Title: Cardinal Sins/Contrary Virtues
Release Date: 12th December 2011
Label: Big Scary Monsters
Written by Mark Robinson
The very concept of Cardinal Sins/Contrary Virtues is a pretty bold affair. A two-man thrashing of drums and guitars with their fingers in as much classical work as it is in the more conventional garage rock settings. The very idea of this being stretched over as a double album is even more ambitious. At its peak it works terrifically as a dark, anemic plunge into the depths of despair and patched all together quite remarkably with just a guitar and drums. But that is also the biggest issue as well. The very inherent idea of two instrument bands works in short, sharp blasts i.e. Death From Above 1979. But dragged out over the space of two albums it can leave a numbing effect.

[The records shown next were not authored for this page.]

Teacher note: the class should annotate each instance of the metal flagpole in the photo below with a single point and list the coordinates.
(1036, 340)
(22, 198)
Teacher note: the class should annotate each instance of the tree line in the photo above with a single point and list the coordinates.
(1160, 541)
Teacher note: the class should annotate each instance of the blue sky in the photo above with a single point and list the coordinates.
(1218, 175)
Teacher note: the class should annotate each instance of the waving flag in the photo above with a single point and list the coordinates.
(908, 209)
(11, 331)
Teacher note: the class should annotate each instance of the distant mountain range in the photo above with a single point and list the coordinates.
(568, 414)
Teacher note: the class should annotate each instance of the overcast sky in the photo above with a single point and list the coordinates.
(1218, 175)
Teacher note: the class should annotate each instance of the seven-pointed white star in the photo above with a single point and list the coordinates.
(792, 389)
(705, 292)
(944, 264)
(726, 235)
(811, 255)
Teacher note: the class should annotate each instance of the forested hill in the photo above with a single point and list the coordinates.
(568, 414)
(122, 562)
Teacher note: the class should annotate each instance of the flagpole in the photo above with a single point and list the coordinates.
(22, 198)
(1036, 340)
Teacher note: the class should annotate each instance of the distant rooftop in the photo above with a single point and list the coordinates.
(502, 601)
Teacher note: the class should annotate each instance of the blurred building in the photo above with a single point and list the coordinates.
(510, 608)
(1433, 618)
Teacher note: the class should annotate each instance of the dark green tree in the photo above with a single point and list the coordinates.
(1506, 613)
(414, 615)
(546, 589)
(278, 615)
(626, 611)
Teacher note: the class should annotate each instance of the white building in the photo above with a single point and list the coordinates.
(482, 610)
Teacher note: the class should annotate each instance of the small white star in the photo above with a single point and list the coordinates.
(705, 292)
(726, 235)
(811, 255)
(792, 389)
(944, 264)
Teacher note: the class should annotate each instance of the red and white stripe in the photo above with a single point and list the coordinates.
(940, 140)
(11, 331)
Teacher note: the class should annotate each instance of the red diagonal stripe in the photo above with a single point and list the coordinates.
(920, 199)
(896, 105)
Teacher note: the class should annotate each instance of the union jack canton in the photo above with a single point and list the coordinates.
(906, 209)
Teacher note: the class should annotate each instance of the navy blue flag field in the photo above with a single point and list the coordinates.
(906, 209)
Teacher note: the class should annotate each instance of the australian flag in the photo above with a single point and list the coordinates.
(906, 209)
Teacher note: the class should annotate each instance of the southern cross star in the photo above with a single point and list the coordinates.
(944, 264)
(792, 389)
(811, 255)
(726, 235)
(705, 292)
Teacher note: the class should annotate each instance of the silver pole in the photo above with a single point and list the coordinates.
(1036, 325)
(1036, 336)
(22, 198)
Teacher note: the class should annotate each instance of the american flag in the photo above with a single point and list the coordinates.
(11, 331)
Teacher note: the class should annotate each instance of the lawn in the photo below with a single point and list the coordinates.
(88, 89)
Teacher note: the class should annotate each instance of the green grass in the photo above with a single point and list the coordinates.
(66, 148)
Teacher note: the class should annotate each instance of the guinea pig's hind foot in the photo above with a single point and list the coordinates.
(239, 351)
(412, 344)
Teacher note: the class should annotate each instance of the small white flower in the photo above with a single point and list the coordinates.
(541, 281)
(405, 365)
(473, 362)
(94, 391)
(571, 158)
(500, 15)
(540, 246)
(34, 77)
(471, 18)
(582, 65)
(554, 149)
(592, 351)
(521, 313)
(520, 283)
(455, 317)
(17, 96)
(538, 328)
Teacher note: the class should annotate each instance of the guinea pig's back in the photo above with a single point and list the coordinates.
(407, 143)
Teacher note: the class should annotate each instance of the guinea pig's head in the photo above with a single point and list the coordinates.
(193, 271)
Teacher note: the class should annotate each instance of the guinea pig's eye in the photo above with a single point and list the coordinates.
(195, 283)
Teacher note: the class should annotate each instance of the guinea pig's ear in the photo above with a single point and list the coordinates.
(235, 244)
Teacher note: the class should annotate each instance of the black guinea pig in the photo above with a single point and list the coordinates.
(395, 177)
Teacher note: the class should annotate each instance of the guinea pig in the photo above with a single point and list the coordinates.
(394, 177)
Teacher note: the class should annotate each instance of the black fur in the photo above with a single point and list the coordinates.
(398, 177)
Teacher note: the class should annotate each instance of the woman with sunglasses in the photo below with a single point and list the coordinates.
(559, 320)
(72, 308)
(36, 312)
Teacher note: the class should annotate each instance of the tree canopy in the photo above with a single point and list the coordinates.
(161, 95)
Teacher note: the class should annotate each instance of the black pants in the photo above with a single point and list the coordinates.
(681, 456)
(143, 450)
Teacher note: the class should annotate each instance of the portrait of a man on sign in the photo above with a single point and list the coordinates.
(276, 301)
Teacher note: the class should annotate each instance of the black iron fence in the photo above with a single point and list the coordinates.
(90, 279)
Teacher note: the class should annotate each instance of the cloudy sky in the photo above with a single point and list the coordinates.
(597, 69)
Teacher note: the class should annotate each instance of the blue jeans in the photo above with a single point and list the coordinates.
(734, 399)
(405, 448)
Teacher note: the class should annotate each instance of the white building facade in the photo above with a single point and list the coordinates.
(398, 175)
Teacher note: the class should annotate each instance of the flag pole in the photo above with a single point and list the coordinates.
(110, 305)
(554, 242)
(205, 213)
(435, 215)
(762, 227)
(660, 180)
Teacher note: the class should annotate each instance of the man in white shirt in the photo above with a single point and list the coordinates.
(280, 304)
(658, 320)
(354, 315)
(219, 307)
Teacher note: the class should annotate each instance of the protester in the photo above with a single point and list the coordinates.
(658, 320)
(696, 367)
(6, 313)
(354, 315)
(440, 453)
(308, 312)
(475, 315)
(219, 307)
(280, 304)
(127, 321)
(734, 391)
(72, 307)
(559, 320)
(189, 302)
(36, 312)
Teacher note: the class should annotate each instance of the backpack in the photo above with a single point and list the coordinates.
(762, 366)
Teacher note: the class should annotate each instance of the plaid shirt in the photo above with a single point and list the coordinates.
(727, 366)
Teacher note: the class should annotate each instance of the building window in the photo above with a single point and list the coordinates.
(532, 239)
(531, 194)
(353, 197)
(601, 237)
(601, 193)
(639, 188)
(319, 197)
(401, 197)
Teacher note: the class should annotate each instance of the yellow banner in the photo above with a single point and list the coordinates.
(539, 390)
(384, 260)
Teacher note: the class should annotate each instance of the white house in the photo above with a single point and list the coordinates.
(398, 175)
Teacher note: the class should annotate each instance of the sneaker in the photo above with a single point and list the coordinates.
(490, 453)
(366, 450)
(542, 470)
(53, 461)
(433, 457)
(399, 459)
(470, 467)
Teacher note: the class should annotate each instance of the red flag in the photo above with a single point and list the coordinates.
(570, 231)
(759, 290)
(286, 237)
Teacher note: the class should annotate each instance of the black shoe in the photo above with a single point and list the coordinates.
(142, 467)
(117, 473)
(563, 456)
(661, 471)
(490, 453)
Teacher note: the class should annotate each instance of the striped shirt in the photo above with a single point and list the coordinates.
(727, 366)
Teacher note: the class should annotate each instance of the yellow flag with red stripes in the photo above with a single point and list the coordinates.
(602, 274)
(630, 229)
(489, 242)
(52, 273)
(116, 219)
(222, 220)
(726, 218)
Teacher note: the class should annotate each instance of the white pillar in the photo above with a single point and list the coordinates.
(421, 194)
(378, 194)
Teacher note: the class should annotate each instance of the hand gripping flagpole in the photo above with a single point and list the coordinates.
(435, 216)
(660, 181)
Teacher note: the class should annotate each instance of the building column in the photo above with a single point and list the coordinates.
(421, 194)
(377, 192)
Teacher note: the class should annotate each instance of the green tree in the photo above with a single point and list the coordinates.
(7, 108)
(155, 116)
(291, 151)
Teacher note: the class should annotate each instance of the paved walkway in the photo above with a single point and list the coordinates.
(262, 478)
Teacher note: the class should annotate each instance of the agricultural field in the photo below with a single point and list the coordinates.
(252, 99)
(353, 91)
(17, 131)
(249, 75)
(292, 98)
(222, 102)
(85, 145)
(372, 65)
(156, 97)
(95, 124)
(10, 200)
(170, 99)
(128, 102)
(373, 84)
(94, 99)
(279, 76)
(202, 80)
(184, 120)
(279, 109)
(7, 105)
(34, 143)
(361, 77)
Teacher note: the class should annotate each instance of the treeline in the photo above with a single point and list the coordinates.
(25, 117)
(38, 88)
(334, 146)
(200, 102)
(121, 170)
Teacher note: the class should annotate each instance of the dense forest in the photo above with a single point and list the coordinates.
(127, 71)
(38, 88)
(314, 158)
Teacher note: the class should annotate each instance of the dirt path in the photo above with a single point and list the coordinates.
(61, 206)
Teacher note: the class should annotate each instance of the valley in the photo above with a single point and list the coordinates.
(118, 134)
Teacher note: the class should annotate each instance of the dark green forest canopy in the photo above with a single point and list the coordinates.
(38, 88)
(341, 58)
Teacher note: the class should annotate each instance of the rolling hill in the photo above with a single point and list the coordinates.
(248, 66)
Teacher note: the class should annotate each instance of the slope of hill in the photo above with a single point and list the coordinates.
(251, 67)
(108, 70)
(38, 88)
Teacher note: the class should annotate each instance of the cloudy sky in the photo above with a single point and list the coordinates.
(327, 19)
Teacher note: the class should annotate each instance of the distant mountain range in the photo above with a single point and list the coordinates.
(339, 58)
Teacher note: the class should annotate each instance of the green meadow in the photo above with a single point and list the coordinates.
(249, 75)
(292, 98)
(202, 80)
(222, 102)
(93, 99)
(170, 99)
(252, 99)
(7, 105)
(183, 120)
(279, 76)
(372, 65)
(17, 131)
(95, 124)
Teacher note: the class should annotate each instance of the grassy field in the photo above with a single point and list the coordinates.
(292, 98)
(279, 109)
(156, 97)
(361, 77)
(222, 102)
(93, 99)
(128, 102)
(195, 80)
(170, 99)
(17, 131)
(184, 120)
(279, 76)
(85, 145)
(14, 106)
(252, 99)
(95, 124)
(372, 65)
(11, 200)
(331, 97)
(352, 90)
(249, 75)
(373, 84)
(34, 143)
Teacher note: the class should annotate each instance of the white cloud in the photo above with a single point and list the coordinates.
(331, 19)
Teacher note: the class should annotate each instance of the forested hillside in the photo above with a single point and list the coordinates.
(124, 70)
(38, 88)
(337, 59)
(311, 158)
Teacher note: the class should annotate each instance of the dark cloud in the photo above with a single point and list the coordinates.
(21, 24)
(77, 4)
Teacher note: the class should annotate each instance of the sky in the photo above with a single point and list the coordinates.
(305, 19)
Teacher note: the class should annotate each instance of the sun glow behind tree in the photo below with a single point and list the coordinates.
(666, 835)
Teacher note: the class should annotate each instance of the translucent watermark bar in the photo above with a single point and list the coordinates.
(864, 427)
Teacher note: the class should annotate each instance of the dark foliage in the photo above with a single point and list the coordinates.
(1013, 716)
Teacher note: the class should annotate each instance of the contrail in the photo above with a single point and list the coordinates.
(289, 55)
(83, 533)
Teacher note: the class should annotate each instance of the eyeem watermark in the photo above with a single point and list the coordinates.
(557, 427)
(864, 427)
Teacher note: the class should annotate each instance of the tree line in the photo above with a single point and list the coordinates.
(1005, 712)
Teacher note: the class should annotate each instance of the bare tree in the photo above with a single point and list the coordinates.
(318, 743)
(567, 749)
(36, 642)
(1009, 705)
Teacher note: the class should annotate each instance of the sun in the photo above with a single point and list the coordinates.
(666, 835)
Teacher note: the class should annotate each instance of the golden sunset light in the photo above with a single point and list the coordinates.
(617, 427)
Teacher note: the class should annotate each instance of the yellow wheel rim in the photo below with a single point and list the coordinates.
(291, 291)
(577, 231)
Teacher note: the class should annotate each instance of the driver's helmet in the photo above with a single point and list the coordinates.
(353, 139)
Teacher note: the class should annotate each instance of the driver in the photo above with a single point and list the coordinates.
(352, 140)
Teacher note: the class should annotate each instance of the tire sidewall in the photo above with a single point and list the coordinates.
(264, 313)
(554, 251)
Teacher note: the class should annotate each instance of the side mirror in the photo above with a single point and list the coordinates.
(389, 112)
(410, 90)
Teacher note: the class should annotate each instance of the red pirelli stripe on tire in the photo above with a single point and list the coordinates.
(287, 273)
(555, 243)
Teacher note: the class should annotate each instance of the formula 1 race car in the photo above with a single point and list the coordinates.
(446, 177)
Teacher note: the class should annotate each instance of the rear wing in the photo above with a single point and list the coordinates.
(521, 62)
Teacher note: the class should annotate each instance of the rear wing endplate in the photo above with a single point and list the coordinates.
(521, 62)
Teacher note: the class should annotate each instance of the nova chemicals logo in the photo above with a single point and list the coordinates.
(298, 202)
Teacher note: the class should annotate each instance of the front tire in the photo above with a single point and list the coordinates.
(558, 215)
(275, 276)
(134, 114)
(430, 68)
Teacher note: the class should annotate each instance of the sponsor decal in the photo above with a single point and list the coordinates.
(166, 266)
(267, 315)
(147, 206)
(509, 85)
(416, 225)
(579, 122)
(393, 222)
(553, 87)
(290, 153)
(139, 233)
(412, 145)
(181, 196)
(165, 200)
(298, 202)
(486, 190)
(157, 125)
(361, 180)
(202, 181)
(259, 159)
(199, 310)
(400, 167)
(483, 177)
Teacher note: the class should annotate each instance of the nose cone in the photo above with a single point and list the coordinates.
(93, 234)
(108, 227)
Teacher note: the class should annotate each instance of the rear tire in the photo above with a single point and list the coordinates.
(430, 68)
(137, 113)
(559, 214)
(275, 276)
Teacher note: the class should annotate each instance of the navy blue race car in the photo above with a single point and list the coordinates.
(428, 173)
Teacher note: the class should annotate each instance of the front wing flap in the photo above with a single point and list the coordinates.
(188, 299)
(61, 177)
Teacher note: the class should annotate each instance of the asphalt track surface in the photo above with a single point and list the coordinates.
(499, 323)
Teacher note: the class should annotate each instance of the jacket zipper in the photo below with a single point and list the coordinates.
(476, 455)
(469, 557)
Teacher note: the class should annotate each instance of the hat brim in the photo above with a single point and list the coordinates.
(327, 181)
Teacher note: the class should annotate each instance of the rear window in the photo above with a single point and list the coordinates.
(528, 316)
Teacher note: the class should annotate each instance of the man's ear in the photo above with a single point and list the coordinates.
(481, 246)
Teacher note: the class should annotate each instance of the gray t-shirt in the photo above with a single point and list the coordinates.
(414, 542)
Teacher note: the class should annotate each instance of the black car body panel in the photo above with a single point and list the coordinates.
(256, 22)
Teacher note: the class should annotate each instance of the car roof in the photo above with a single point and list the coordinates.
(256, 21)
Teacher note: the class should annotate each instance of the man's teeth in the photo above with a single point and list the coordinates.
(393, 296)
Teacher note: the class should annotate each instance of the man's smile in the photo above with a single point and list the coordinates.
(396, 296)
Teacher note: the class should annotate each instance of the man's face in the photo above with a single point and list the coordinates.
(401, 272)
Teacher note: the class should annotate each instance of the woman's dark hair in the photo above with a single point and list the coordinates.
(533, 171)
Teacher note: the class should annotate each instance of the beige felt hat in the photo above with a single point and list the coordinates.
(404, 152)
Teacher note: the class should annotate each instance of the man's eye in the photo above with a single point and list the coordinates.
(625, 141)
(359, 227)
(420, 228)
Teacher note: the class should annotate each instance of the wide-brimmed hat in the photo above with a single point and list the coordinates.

It’s made all the more curious by the laying out of both LPs. Cardinal Sins plays out in the typical garage rock, two-piece fashion. But it doesn’t mix things up so it starts to wear thin towards the end. On the other hand Contrary Virtues has a much more somber tone and at times falls into moments of Avant-Garde, which when it clicks is quite stunning. But it never crawls out of second gear so it becomes an even bigger struggle to listen through. Perhaps a blend of the best of both worlds on one LP could have made for a much better listen (which luckily for the digital world we live in makes this a five minute job).
But don’t let this put you off as there are some stunning moments sprawled across both sides. Miracles has an ethereal beauty that mixes lo-fi and Arcade Fire while Sam Manville yelps that “We’re only human after all”. A Punch to the Temple packs a punch and will stay around in your head for days. As will Lily which features some superb drum work by Peter Reisener, who bless him could do with a bassist for company to really let him spread his wings.
Give it a listen, pick out the best moments and you’ll have a perfectly solid album.